Berita Lumajang
Lomba Masak Nasi Liwet Tutup Peringatan Hari Santri Nasional di Lumajang
Para kyai dan pengasuh pondok asal Lumajamg diajak lomba memasak nasi liwet di Jalan Alun-Alun Utara.
Penulis: Tony Hermawan | Editor: Rahadian Bagus
SURYA.CO.ID | LUMAJANG- Sebagian orang mungkin berpikir, jika membahas pondok pesantren adalah sebuah tempat menimba ilmu agama Islam.
Namun, tak sekadar tempat menimba ilmu agama, bagi santri pondok pesantren juga mengingatkan sebuah cita rasa masakan.
Nasi liwet ternyata menjadi hidangan yang sangat populer di kalangan santri.
Budaya itu Sabtu malam (5/11) digaungkan ke publik oleh Pemerintah Kabupaten Lumajang untuk memperingati puncak perayaan Hari Santri.
Para kyai dan pengasuh pondok asal Lumajamg diajak lomba memasak nasi liwet di Jalan Alun-Alun Utara.
Setidaknya, ada 30 kelompok yang terdiri dari berbagai pondok pesantren di Lumajang yang mengikuti lomba ngeliwet ini.
Lomba masak ini mirip seperti kompetisi chef handal. Peserta diberi waktu 1,5 jam untuk memasak. Begitu timer penghitung waktu dinyalakan, semua langsung sibuk bergegas memulai memasak.
Sesuai namanya, nasi liwet dimasak dengan teknik liwet, yaitu memasak nasi dengan cara merebus. Yang istimewa airnya menggunakan santan kelapa.
Kemudian diberi daun salam dan batang serai. Bumbu-bumbu inilah yang membuat nasi liwet berasa gurih.
Setelah matang, nasi liwet ini dihidangkan di atas daun pisang. Lauknya bermacam-macam. Ada ikan lele, telur, ayam, dan lain-lain. Lalu masakan itu disantap bersama-sama.
Bupati Lumajang Thoriqul Haq mengatakan, event kali ini dilaksanakan untuk bernostalgia saat dulu masih menjadi santri.
Menurutnya, ngeliwet ini selain melatih kesabaran, karena proses memasaknya butuh waktu cukup lama.
"Kami ingin nostalgia aja dulu waktu masih jadi aantri jadi para kyai, gus, dan pengasuh pondok kita kumpulkan disini lomba ngeliwet," kata Thoriq.

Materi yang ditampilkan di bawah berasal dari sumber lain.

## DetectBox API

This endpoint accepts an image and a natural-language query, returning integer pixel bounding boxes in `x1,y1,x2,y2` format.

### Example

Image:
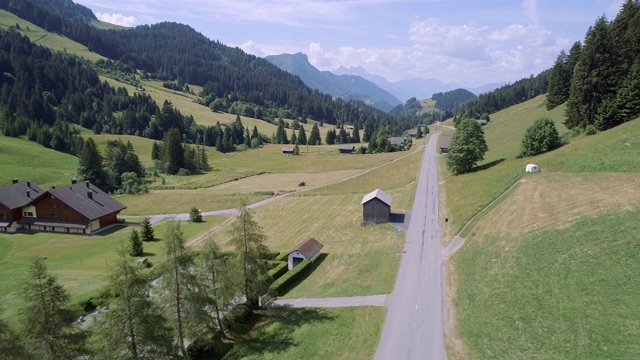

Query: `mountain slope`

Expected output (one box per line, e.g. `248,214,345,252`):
265,53,401,111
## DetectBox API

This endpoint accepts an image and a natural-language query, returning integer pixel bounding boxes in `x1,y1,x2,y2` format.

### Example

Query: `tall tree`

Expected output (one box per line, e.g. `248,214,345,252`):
229,204,268,303
447,119,489,175
162,127,184,175
298,125,307,145
519,116,562,157
565,17,617,128
309,123,322,145
193,238,242,337
0,306,33,360
160,221,193,356
78,137,111,191
140,217,156,241
97,244,174,360
19,258,87,360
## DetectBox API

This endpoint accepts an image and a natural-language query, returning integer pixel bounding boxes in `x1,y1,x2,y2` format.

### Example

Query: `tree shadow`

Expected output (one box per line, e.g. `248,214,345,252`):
232,306,335,357
282,253,329,295
469,158,506,173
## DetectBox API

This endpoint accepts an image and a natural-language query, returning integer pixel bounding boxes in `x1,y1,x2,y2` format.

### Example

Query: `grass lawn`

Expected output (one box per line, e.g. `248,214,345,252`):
0,217,225,320
225,307,386,360
453,210,640,359
0,135,78,190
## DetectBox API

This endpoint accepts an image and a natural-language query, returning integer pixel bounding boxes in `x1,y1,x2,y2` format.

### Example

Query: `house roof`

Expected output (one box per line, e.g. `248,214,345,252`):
361,189,392,206
389,136,404,145
440,135,452,149
0,181,44,209
49,181,127,220
289,238,324,259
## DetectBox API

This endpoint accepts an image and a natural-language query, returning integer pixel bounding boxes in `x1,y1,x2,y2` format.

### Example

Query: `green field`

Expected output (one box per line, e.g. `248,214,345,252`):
440,97,640,359
0,217,225,321
224,307,386,360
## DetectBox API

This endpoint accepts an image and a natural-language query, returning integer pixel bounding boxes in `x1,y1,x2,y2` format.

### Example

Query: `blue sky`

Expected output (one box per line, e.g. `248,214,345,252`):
72,0,623,87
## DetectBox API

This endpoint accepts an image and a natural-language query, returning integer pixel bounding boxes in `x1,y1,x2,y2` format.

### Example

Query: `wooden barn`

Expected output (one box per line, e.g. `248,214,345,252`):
362,189,391,225
287,238,324,270
0,179,45,232
338,144,356,154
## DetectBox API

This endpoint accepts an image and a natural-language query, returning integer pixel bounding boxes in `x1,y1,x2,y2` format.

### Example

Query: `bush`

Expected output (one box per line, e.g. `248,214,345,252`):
269,260,311,295
268,261,289,281
222,302,253,333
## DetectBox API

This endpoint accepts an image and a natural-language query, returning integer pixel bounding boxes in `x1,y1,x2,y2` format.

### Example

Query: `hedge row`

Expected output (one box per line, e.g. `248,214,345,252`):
269,260,311,295
269,261,289,281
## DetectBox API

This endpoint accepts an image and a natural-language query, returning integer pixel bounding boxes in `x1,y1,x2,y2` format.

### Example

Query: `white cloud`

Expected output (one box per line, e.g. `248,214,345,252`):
96,13,138,27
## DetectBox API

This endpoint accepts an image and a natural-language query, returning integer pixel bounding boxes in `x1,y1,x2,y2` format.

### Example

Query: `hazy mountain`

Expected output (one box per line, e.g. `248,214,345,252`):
335,66,505,101
265,53,402,112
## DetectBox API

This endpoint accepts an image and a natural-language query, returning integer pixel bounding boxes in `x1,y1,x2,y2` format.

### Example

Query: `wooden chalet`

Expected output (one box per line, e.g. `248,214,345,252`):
338,144,356,154
287,238,324,270
361,189,392,225
439,135,453,154
0,179,45,232
13,180,126,234
282,147,295,155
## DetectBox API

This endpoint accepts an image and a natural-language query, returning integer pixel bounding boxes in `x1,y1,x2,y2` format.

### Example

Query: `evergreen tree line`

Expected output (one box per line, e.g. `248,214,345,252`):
453,70,550,119
547,0,640,130
0,208,271,360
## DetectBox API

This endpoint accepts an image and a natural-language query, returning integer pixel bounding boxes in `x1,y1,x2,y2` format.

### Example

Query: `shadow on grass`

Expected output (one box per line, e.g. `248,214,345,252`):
469,158,507,173
282,253,329,295
230,306,335,358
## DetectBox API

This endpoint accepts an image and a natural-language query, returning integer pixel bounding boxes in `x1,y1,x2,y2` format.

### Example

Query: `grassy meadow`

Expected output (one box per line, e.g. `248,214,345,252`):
0,217,226,321
439,93,640,359
224,306,386,360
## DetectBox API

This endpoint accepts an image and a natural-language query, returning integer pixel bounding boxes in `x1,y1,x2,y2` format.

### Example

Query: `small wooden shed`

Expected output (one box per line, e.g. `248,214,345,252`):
361,189,392,225
338,144,356,154
287,238,324,270
524,164,540,172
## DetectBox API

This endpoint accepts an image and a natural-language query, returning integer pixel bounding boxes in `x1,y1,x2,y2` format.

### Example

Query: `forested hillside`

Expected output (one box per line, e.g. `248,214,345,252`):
0,0,410,132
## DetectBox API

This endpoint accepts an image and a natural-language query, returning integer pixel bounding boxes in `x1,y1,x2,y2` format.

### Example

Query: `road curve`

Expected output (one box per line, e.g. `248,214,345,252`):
375,133,445,360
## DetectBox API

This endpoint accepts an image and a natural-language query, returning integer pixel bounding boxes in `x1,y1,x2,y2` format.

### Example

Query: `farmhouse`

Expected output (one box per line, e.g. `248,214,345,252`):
338,144,356,154
0,179,45,232
440,135,451,154
287,238,324,270
361,189,391,225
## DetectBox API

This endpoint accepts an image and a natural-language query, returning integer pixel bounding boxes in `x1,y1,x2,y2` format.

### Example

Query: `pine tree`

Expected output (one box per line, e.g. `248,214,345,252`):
97,244,174,360
229,204,268,303
19,258,87,360
309,123,322,145
140,217,156,241
129,229,144,257
160,221,193,356
446,119,488,175
193,238,242,337
78,138,111,191
162,128,185,175
298,125,307,145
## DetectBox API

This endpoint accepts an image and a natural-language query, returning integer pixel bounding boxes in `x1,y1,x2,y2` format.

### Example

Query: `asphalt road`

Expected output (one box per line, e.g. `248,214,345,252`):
375,133,445,360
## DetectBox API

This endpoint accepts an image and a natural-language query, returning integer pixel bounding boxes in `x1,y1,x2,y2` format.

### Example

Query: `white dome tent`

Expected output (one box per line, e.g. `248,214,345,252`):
525,164,540,172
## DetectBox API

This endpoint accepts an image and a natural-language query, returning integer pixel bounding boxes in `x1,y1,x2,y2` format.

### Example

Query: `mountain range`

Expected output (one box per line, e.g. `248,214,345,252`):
265,53,505,111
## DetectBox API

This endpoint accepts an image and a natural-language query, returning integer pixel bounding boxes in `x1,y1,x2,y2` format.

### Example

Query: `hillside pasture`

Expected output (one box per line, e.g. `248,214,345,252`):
0,216,226,320
0,135,78,189
0,10,106,62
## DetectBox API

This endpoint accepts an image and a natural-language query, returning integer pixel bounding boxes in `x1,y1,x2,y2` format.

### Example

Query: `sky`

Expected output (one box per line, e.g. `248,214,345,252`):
76,0,623,87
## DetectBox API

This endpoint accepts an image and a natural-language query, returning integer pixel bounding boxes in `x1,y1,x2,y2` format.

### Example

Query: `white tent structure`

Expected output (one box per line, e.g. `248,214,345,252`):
525,164,540,172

Pria yang karib disapa Cak Thoriq ini mengatakan lomba memasak nasi liwet cukup seru. Bisa mengajarkan rasa bersyukur.
Sebab, bagaimanapun hasil masakan pasti akan dimakan dan tidak akan tersiksa. "Ada yang gosong, ada yang belum matang. Tapi ya karena namanya santri, tetap saja dimakan," imbuhnya.